Let $f_n \in L_0(X), |f_n|\leqslant\phi \in L_1(X), n \in N$ and $f_n \rightarrow f$ in measure. Prove that $f \in L_1(X)$ and $$\lim_{n\to\infty}\int_{X}{f_n}d\mu = \int_{X} fd\mu$$
Here $L_0(X)$ stands for Lebesgue measurability, and $L_1(X)$ — for Lebesgue integrability on $X$.
As far as I understand, we should use the fact that $f_n$ is bounded by a Lebesgue integrable function being itself measurable, so $f$ is also Lebesgue integrable. Is that correct? I remember similar reasoning being used in the classroom. If the first part is correct, how do I prove the equality?

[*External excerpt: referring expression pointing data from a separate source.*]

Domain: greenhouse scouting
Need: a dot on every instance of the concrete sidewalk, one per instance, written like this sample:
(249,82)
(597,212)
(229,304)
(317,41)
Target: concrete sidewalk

Let $\{f_{n_k}\}_{k=1}^\infty$ be an arbitrary subsequence of $\{f_n\}_{n=1}^\infty$. Then $f_{n_k} \to f$ in measure, so one may extract a further subsequence $\{f_{n_{k_j}}\}_{j=1}^\infty$ of $\{f_{n_k}\}_{k=1}^\infty$ such that $f_{n_{k_j}}\to f$ pointwise a.e. in $X$. By Fatou's lemma $f\in L_1(X)$; by the dominated convergence theorem $\int_X f\, d\mu = \lim\limits_{j\to \infty} \int_X f_{n_{k_j}}\, d\mu$. Since $\{f_{n_k}\}_{k=1}^\infty$ was arbitrary, the result follows.